Zazie can’t do much with Dieo’s life: her big sister has three children, a cargo bike, an old apartment and a husband who runs a financial start-up. A middle-class idyll in Frankfurt’s Nordend. And Dieo? She thinks Zazie is making it too difficult for herself with her manic wokeness. She sees injustice, capitalism, patriarchy everywhere. She can’t even switch off at Christmas.
Yandé Seck observes and dissects the world of the black sisters. She tells how Dieo, a therapist, is looking for new furniture for her practice, in the style of “Woody Allen meets Mary Poppins: The flair of a New York practice, but the coziness of British children’s rooms.” Elsewhere she tells how Zazie is setting up an “Afro-diasporic FLINTA* network” during the pandemic. It sounds academic, but all Zazie really wants to do is dance to Lizzo in her kitchen, bake cookies and watch Love Island.
Despite all the vanities, the reader quickly grows fond of the exaggerated characters. Also Ulrike, the white mother who spends her holidays in an Ayurveda hotel in Sri Lanka, which she unwaveringly calls “Ceylon”. As well as all the cranky Karl-Georgs and Giselas who populate the sisters’ world. You even like Simon, Dieo’s husband, from whose perspective passages of the novel are told. “Putting myself in his shoes was an adventure,” explains Seck, “but actually all three were close to me when I was writing.”

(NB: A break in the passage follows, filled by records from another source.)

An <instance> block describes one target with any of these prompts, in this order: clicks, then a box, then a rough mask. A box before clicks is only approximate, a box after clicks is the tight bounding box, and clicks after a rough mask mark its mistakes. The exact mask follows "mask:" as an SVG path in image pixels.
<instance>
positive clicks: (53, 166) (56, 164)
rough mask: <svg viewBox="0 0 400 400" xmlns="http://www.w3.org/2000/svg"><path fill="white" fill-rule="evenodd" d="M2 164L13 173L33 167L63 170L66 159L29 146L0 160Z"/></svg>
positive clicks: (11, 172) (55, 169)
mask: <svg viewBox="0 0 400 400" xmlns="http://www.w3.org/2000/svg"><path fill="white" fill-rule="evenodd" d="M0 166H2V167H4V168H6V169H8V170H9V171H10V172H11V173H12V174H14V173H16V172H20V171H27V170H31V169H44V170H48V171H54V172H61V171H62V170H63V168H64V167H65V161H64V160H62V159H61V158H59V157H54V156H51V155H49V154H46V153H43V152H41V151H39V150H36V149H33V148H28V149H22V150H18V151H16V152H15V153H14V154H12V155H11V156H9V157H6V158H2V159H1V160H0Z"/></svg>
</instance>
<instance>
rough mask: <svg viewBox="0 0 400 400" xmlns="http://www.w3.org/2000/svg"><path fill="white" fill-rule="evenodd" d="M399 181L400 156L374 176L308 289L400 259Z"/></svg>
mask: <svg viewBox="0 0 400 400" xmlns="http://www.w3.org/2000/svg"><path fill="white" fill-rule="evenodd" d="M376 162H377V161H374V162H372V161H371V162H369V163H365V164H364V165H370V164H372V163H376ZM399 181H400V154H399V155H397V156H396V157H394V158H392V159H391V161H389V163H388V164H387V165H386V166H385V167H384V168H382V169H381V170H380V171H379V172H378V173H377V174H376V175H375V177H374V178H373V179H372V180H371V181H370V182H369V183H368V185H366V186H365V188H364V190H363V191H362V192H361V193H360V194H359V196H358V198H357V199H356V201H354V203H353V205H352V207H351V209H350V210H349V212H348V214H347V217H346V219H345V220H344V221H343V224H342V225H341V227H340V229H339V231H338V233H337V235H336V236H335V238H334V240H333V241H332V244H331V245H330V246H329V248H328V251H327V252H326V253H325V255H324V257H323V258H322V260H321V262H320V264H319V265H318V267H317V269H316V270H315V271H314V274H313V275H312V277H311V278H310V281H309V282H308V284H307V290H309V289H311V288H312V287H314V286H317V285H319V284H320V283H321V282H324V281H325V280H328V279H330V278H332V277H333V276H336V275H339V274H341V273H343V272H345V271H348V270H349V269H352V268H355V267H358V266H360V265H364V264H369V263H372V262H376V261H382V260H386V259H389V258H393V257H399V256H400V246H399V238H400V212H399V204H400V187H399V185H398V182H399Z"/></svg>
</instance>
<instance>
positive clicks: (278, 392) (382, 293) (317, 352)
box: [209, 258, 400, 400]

The author is looking for the “white clouds”, as the book title says, of her characters. These are small injuries to the nails that appear as white spots. “It’s the traces that our so-called identity leaves on us,” explains Zazie. Because of all the everyday life and relationship dramas, sick children and small life crises, it takes two thirds of the book before the two sisters set off on the journey that is promised in the blurb. When their father dies, they set off for his homeland, Senegal. And learn that there is much more to it than just all the urban trivialities.
The novel is told like a Netflix series from everyday life in the big city, pointed and contemporary, full of beautiful dialogues and clever observations. If you don’t live in a big city, you might hear one or two jokes about wool boiled overalls and concept stores. But it’s all funny nonetheless.